Dysmenorrhea

Cyclic pain associated with menses.


Dysmenorrhea is painful menstruation and is the most common of all gynecologic
complaints, and the leading cause of absenteeism of women from work, school,
and other activities. In addition to identifiable pathological causes, number
of constitutional factors may lower pain threshold thus appearing as worsening
dysmenorrhoea. Common factors include anemia, an increase in obesity, chronic
illness, overwork, stress in general, diabetes, and poor nutrition. Two
forms of dysmenorrhea can be identified:

  1. Primary dysmenorrhea not related to any definable pelvic lesion.
    This usually begins with the first ovulatory cycles beginning in most cases
    before the age of 20. Primary dysmenorrhea is associated with nausea in
    50% of patients, vomiting in 25% of patients and stool frequency in 35%
    of patients. The pain is low and crampy recurring in waves that probably
    correlate with uterine contractions. The pain usually occurs a few hours
    before bleeding, comes to a peak intensity within a few hours, and dissipates
    within 1-2 days. It generally occurs over the midline, and is relieved by
    the onset of good menstrual flow.


  2. Secondary dysmenorrhea related to the presence of pelvic lesions
    secondary to organic pelvic disease such as endometriosis, salpingitis and
    PID (pelvic inflammatory disease), post surgical adhesions, etc. Secondary
    dysmenorrhea begins up to a few days before menstruation and lasts several
    days after the onset of flow. Often it is lateralized to one side, and it
    does not characteristically peak and diminish as clearly or quickly as primary
    dysmenorrhea. It’s onset is later in life in women who have not had primary
    dysmenorrhea, however it can be superimposed onto a pre-existing case of
    primary dysmenorrhea. The I.U.D. may cause such pain problems.

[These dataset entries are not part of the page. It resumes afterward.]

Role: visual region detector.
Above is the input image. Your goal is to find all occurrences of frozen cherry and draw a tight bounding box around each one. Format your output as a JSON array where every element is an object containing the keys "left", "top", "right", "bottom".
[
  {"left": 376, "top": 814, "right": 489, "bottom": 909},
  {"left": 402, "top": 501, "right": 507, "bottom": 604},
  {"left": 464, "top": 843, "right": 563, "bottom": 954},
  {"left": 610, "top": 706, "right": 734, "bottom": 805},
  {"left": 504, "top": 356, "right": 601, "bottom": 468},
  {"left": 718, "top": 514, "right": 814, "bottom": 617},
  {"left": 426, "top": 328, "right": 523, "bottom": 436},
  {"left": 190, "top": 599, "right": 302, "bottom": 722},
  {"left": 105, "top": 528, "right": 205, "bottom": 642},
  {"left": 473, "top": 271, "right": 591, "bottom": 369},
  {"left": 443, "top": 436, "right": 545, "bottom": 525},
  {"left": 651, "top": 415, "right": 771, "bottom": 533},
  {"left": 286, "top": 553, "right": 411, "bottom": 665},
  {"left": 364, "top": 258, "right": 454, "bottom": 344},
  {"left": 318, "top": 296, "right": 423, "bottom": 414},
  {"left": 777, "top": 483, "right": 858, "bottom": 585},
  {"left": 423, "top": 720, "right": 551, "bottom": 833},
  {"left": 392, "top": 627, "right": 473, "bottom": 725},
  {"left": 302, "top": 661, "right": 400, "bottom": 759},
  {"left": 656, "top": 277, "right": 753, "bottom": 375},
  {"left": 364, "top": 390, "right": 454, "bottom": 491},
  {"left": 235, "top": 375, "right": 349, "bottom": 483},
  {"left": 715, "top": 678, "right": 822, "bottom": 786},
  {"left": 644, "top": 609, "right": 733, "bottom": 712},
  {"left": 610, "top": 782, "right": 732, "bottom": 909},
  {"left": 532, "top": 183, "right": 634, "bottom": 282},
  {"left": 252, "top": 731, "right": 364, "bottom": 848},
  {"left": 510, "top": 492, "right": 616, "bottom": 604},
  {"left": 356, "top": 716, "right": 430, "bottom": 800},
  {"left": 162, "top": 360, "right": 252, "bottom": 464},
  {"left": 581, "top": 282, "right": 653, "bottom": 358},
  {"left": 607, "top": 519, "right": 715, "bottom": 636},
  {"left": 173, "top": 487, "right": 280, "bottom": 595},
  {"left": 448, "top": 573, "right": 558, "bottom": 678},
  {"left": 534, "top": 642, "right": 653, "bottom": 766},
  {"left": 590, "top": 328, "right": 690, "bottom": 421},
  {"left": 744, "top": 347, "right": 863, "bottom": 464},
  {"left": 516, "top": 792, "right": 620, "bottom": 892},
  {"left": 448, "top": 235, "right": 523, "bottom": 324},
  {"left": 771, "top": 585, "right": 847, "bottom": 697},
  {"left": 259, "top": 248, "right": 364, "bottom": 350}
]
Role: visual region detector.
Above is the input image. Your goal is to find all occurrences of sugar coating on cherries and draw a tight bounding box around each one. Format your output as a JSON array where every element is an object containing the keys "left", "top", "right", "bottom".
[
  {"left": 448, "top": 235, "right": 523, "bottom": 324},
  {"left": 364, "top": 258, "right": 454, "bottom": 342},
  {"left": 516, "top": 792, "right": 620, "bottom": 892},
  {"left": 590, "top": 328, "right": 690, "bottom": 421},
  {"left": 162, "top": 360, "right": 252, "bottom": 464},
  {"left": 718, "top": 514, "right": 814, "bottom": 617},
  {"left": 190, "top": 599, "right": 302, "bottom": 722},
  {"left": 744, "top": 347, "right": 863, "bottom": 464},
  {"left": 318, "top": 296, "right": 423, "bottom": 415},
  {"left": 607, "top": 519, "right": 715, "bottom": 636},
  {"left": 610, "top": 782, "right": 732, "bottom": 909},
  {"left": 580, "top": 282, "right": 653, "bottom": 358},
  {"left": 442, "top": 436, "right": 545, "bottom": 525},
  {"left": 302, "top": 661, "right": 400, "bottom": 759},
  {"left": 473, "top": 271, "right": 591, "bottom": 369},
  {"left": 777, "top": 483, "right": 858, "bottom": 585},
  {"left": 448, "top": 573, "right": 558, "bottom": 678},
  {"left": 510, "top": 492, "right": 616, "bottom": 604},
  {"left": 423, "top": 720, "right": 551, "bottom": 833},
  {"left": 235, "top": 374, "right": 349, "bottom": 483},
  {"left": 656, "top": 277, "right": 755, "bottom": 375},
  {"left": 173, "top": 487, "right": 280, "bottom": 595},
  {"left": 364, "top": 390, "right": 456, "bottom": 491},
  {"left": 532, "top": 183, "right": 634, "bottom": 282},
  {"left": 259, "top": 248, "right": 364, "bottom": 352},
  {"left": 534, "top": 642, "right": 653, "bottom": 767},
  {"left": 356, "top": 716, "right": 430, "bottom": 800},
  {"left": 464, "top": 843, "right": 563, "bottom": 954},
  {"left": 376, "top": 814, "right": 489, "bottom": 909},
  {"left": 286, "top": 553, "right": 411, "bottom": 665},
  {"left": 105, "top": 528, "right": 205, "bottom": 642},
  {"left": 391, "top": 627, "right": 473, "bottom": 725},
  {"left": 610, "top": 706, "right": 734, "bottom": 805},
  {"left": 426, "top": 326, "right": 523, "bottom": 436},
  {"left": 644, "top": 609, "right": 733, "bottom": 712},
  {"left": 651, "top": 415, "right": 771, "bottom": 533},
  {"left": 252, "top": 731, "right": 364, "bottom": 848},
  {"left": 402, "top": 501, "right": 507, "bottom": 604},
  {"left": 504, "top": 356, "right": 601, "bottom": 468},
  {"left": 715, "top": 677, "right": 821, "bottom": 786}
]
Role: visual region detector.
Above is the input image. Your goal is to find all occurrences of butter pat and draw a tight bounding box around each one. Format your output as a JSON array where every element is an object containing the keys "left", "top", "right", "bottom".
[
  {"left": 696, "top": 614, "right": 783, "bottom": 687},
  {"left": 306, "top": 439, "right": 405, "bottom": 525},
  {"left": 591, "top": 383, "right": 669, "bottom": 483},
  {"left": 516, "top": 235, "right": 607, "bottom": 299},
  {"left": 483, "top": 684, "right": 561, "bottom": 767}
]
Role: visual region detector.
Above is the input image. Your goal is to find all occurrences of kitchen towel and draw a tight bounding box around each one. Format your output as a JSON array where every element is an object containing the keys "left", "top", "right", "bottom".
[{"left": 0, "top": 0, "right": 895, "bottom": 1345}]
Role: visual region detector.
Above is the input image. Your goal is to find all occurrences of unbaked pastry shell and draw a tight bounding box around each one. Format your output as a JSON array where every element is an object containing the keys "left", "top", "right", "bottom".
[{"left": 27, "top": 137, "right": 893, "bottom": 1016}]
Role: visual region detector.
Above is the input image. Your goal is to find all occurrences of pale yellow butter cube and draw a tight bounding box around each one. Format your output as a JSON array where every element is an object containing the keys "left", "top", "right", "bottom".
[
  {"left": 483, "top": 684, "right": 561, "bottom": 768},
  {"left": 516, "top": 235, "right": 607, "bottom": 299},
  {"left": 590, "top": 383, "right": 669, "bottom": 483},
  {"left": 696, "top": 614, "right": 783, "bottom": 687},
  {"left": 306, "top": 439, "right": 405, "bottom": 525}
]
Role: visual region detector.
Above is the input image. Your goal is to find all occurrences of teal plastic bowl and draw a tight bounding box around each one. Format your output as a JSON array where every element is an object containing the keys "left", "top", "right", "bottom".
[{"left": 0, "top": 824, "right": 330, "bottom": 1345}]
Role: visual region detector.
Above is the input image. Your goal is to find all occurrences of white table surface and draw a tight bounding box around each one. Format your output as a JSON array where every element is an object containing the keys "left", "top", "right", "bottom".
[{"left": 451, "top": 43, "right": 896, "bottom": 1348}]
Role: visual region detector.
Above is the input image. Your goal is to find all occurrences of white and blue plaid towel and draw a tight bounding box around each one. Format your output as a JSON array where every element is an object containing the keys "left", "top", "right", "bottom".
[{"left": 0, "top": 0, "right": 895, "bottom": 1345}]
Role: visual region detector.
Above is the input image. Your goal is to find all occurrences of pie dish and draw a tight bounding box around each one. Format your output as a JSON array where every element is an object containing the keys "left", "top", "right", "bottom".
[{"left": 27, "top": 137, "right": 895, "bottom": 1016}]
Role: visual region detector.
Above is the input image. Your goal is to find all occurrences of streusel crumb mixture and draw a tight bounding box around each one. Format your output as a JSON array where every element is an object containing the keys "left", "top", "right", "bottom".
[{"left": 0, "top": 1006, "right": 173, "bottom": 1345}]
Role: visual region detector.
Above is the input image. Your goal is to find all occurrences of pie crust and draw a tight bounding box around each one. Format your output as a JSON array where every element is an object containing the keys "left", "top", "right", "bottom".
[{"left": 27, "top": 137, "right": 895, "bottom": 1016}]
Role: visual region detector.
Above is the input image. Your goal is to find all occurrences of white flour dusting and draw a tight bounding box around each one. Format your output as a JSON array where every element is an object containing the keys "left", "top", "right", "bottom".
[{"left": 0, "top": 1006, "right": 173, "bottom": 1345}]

Actions indicated for the processes behind this disease :

Anti-spasmodic herbs will ease the muscle spasms that
are the immediate cause of pain.

Nervines will help associated psychological tension or anxiety.

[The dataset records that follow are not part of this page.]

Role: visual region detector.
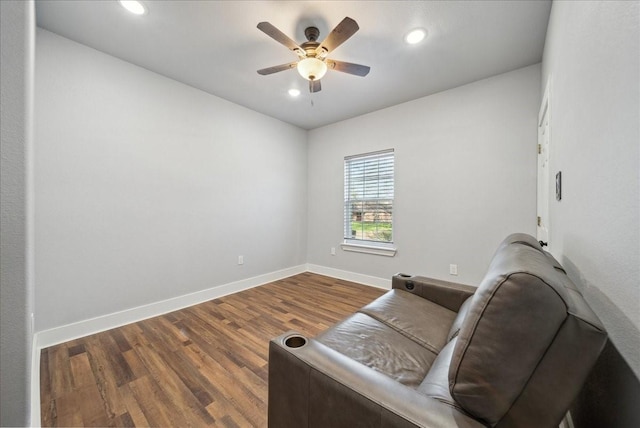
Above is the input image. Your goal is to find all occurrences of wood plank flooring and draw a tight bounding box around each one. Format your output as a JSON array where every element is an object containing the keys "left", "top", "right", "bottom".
[{"left": 40, "top": 273, "right": 384, "bottom": 427}]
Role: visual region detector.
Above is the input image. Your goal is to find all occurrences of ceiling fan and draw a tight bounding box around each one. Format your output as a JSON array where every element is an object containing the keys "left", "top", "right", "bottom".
[{"left": 258, "top": 17, "right": 370, "bottom": 92}]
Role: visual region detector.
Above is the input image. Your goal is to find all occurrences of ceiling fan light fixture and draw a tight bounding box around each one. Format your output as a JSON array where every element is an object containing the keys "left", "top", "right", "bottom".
[
  {"left": 118, "top": 0, "right": 147, "bottom": 15},
  {"left": 297, "top": 58, "right": 327, "bottom": 80},
  {"left": 404, "top": 28, "right": 427, "bottom": 45}
]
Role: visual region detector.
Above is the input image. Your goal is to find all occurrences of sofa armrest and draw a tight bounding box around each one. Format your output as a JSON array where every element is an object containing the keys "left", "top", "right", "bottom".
[
  {"left": 391, "top": 273, "right": 476, "bottom": 312},
  {"left": 268, "top": 332, "right": 484, "bottom": 428}
]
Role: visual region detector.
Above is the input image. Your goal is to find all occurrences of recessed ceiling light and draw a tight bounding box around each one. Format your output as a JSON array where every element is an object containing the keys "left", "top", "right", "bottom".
[
  {"left": 404, "top": 28, "right": 427, "bottom": 45},
  {"left": 118, "top": 0, "right": 147, "bottom": 15}
]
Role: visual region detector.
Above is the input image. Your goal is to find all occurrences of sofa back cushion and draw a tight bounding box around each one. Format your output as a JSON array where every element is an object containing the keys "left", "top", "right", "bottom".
[{"left": 449, "top": 235, "right": 606, "bottom": 426}]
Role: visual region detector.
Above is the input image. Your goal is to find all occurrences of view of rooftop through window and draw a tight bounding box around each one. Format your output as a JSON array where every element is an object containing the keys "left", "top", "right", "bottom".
[{"left": 344, "top": 149, "right": 394, "bottom": 243}]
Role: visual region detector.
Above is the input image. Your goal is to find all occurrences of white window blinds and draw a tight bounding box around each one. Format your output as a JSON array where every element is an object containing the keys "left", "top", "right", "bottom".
[{"left": 344, "top": 149, "right": 394, "bottom": 243}]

Diuretic remedies would be indicated if the dysmenorrhoea was of
a congestive nature accompanied by water retention.

Uterine Tonics provide the basis for any healing work in this body
system..

Hormonal Normalizers would be indicated if the diagnosis suggests
a pivotal contribution by hormonal imbalance.



System Support :

This will depend upon the diagnosis of cause.


Specific Remedies :

As there may be different underlying causes for this all too common problem,
a number of remedies have been called `specifics’. Remedies that are of
value in the whole range of etiologies are :


Cimicifuga racemosa Dioscorea villosa Scutellaria spp.

Viburnum opulus Viburnum prunifolium


One possible prescription for Dysmenorrhea :

Viburnum prunifolium

Scutellaria spp.

Cimicifuga racemosa equal parts 5 ml taken as needed



This supplies the following actions :

Anti-spasmodic (Viburnum prunifolium, Scutellaria
spp., Cimicifuga racemosa
)

Nervine (Viburnum prunifolium, Scutellaria spp., Cimicifuga racemosa)

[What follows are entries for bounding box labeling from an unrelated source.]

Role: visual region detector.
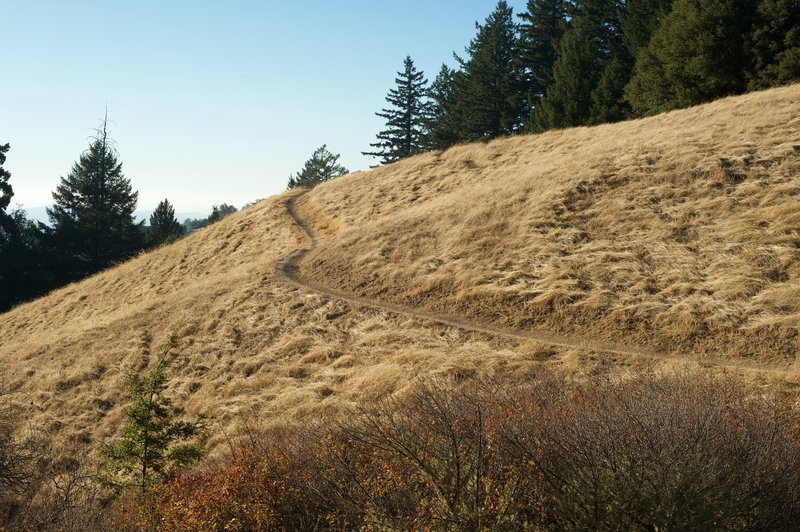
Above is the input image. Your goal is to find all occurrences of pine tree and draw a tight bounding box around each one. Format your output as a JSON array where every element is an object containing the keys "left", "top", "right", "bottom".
[
  {"left": 625, "top": 0, "right": 755, "bottom": 115},
  {"left": 748, "top": 0, "right": 800, "bottom": 89},
  {"left": 532, "top": 17, "right": 603, "bottom": 131},
  {"left": 147, "top": 199, "right": 183, "bottom": 247},
  {"left": 362, "top": 56, "right": 431, "bottom": 164},
  {"left": 288, "top": 144, "right": 348, "bottom": 188},
  {"left": 101, "top": 337, "right": 202, "bottom": 493},
  {"left": 0, "top": 144, "right": 54, "bottom": 312},
  {"left": 453, "top": 0, "right": 527, "bottom": 141},
  {"left": 207, "top": 203, "right": 236, "bottom": 224},
  {"left": 47, "top": 120, "right": 144, "bottom": 280},
  {"left": 426, "top": 64, "right": 462, "bottom": 150},
  {"left": 0, "top": 143, "right": 14, "bottom": 233},
  {"left": 517, "top": 0, "right": 567, "bottom": 118}
]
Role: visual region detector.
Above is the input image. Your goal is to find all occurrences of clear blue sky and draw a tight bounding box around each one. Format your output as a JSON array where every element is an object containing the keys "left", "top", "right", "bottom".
[{"left": 0, "top": 0, "right": 525, "bottom": 216}]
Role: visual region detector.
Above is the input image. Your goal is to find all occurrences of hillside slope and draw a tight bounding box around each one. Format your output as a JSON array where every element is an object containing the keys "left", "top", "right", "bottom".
[
  {"left": 0, "top": 85, "right": 800, "bottom": 462},
  {"left": 298, "top": 85, "right": 800, "bottom": 369}
]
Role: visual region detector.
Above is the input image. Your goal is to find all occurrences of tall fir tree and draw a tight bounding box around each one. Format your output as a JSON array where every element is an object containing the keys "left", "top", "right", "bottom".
[
  {"left": 748, "top": 0, "right": 800, "bottom": 89},
  {"left": 47, "top": 120, "right": 144, "bottom": 281},
  {"left": 362, "top": 56, "right": 431, "bottom": 164},
  {"left": 0, "top": 144, "right": 53, "bottom": 312},
  {"left": 146, "top": 198, "right": 183, "bottom": 247},
  {"left": 453, "top": 0, "right": 527, "bottom": 141},
  {"left": 625, "top": 0, "right": 755, "bottom": 115},
  {"left": 288, "top": 144, "right": 348, "bottom": 188},
  {"left": 531, "top": 17, "right": 603, "bottom": 131},
  {"left": 426, "top": 64, "right": 463, "bottom": 150},
  {"left": 0, "top": 143, "right": 14, "bottom": 233},
  {"left": 517, "top": 0, "right": 567, "bottom": 122}
]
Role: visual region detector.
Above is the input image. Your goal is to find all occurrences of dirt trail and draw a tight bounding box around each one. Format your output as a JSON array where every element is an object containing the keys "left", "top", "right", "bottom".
[{"left": 277, "top": 191, "right": 786, "bottom": 374}]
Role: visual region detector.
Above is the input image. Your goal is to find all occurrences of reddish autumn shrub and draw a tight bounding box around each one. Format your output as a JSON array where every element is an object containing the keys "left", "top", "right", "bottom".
[{"left": 112, "top": 374, "right": 800, "bottom": 530}]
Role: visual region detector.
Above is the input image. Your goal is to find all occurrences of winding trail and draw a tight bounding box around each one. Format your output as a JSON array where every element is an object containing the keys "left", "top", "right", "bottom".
[{"left": 276, "top": 191, "right": 786, "bottom": 375}]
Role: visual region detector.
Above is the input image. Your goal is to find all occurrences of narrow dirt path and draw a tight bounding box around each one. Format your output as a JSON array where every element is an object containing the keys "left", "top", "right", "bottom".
[{"left": 277, "top": 191, "right": 785, "bottom": 374}]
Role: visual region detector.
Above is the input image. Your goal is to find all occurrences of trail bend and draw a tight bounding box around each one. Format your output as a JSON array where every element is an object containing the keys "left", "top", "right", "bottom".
[{"left": 276, "top": 191, "right": 786, "bottom": 375}]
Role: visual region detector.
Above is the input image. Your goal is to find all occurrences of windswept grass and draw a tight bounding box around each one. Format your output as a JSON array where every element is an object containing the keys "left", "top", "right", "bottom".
[{"left": 0, "top": 85, "right": 800, "bottom": 524}]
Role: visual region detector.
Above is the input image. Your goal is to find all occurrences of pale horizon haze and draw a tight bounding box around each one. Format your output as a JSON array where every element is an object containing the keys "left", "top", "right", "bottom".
[{"left": 0, "top": 0, "right": 525, "bottom": 216}]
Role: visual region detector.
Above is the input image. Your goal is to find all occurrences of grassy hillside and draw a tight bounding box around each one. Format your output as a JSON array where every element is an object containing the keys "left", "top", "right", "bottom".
[
  {"left": 0, "top": 85, "right": 800, "bottom": 466},
  {"left": 300, "top": 85, "right": 800, "bottom": 369}
]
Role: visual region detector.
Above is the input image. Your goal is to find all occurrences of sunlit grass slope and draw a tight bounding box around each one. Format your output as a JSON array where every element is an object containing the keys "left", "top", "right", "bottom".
[
  {"left": 300, "top": 85, "right": 800, "bottom": 368},
  {"left": 0, "top": 85, "right": 800, "bottom": 462}
]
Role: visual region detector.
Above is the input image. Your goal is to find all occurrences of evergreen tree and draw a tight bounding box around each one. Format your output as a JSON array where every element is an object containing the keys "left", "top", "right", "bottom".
[
  {"left": 748, "top": 0, "right": 800, "bottom": 89},
  {"left": 101, "top": 337, "right": 202, "bottom": 493},
  {"left": 517, "top": 0, "right": 567, "bottom": 117},
  {"left": 147, "top": 199, "right": 183, "bottom": 247},
  {"left": 532, "top": 17, "right": 603, "bottom": 131},
  {"left": 453, "top": 0, "right": 527, "bottom": 141},
  {"left": 208, "top": 203, "right": 236, "bottom": 224},
  {"left": 0, "top": 144, "right": 54, "bottom": 312},
  {"left": 0, "top": 143, "right": 14, "bottom": 233},
  {"left": 362, "top": 56, "right": 431, "bottom": 164},
  {"left": 427, "top": 64, "right": 462, "bottom": 150},
  {"left": 625, "top": 0, "right": 755, "bottom": 115},
  {"left": 47, "top": 120, "right": 144, "bottom": 281},
  {"left": 288, "top": 144, "right": 348, "bottom": 188}
]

Uterine Tonic ( Cimicifuga racemosa)



One possible prescription : Dysmenorrhea associated pelvic lesions

Viburnum prunifolium

Dioscorea villosa

Cimicifuga racemosa equal parts 5 ml taken three times a day



This supplies the following actions :

Anti-spasmodic (Viburnum prunifolium, Dioscorea villosa,
Cimicifuga racemosa
)

Nervine (Viburnum prunifolium, Cimicifuga racemosa)

Uterine Tonic ( Cimicifuga racemosa)



The addition of Dioscorea villosa will provide a more reliable anti-spasmodic
impact if a physical problem is present. This prescription will support
but not replace whatever treatment is necessary for the underlying
problem.


Broader Context of Treatment :

Dietary and supplemental approaches are well known, but unnecessary if the
appropriate herbs are used. Psychological issues can be fundamental here.
Low tolerance to the sensation of uterine contraction may be learned
behavior. If mothers never complained of painful periods, only 6.8% of daughters
complained of dysmenorrhea, conversely 29.6% of daughters of dysmenorrheic
mothers also had the symptom. However other studies dispute this association.
(Of course! This is the joy of statistics for the Ph.D. candidate.)